24 Por ejemplo sobre le caso del enoturismo De Jesús-Contreras (2020) se refiere a una “actividad consistente en viajes y estancias cuyo propósito es el conocimiento del territorio y de las labores en torno a la cultura del vino [..] visitas a los espacios de producción y otros eventos en los cuales la experiencia sensorial del vino es el motivo principal [..] el deseo de conocer nuevos vinos y aprender de las diferentes culturas vitivinícolas [..] la valorización de las expresiones gastronómicas locales.”
25 “Las rutas del vino ilustran la intersección de actores, productos y territorios [..] implican la agrupación de diferentes actores relacionados con la vitivinicultura, la gastronomía, los servicios turísticos y las administraciones locales, a través de la acción colectiva”. (De Jesus-Contreras, 2020)
26 Por ejemplo, el caso de los queseros de Cajamarca (Boucher, 2004) logrando que el municipio prohíbe la venta de quesos en la calle por mujeres campesinas.
27 Sobre la valorización del pulque Blas-Yañez et al. (2020) menciona “prácticas discursivas fundadas en investigación médica, agroecológica y disposiciones patrimoniales que reclasifican estos alimentos como productos “nutracéuticos, súper alimentos, auténticos, naturales o justos””
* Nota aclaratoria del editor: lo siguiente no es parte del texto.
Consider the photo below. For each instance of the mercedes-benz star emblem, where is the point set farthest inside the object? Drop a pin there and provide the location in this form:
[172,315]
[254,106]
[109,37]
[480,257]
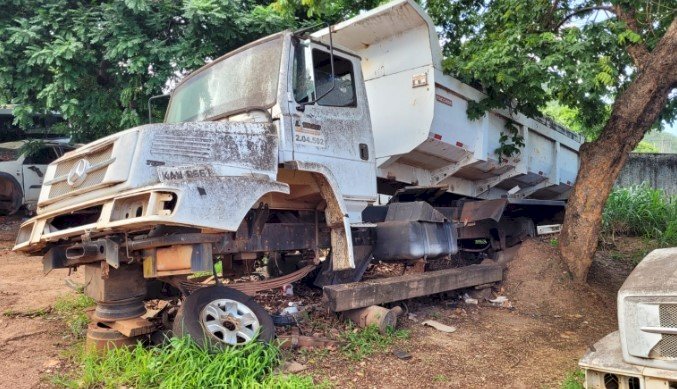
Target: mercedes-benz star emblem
[78,173]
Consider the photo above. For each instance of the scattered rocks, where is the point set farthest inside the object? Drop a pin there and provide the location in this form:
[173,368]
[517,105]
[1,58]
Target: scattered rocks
[439,326]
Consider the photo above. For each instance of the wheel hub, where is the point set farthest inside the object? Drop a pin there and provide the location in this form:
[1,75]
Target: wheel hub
[229,321]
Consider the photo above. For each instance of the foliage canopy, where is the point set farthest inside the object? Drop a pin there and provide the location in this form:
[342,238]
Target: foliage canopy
[97,63]
[527,54]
28 Mesclier (2016) indica que en una zona de la provincia de Cusco en Perú solo una fracción de los campesinos se ha podido beneficiar del desarrollo turístico y de los circuitos cortos, favorecido por los programas locales de desarrollo local.
29 Sobre el ejemplo de la actividad turística vinculada a la valorización del Pulque, Blas-Yañez et al. (2020) muestran como algunos “productores acaparadores” se garantizan acceso a la feria del pulque y utilizan sus varios tipos de capitales (económico, social, simbólico) para desarrollar sus vínculos con actores exteriores al territorio en una forma de “comercio de uno mismo”.
30 Los actores que participan en algunas de estas actividades pueden intentar superar esta contradicción: muchos programas prevén, por ejemplo, el suministro de productos alimenticios orgánicos a las escuelas o en circuitos cortos.
31 Un ejemplo se dio en los «disturbios de Nutella» ocurridos en Francia en 2017 a raíz de una promoción sobre este producto en una cadena de la gran distribución: el Nutella, producto a base de aceite de palma, estigmatizado por su contribución a la deforestación y sus pocas calidades nutricionales, tiene sin embargo una imagen de producto asociado con un placer gustativo simple y a menudo familiar, un producto con chocolate accesible a las clases populares. Competido por productos análogos con marcas de minoristas, mantiene un valor simbólico específico vinculado a este punto de vista. Se puede entender que una promoción importante en este producto haya podido desencadenar una estampida.
32 Además, aún no se conoce muy bien el impacto de la covid sobre las clases medias de los países emergentes, pero se teme que se vea una reducción de sus niveles de vida.
33 En su estudio del enoturismo como estrategia de desarrollo territorial, De Jesus-Contreras et al (2020) hace entrevistas a un “grupo de propietarios de bodegas, directivos encargados del enoturismo, guías, operadores turísticos, gerentes de establecimientos de hostelería, dependientes de tiendas de productos locales, directivos de museos y funcionarios públicos relacionados con la gestión del enoturismo”, pero no viticultores. Nota sobre el caso de Querétaro “es importante observar que en la práctica existe una ruta monopolizada por un número pequeño de bodegas, que limitan la integración plena de nuevos participantes dentro del esquema de comercialización convencional”. “Su cercanía con importantes mercados turísticos como Querétaro, Guanajuato y la Ciudad de México, se traduce en proximidad geográfica que representa una ventaja competitiva ya que posibilita un flujo continuo de turistas de diferentes estratos sociales, culturales y económicos”.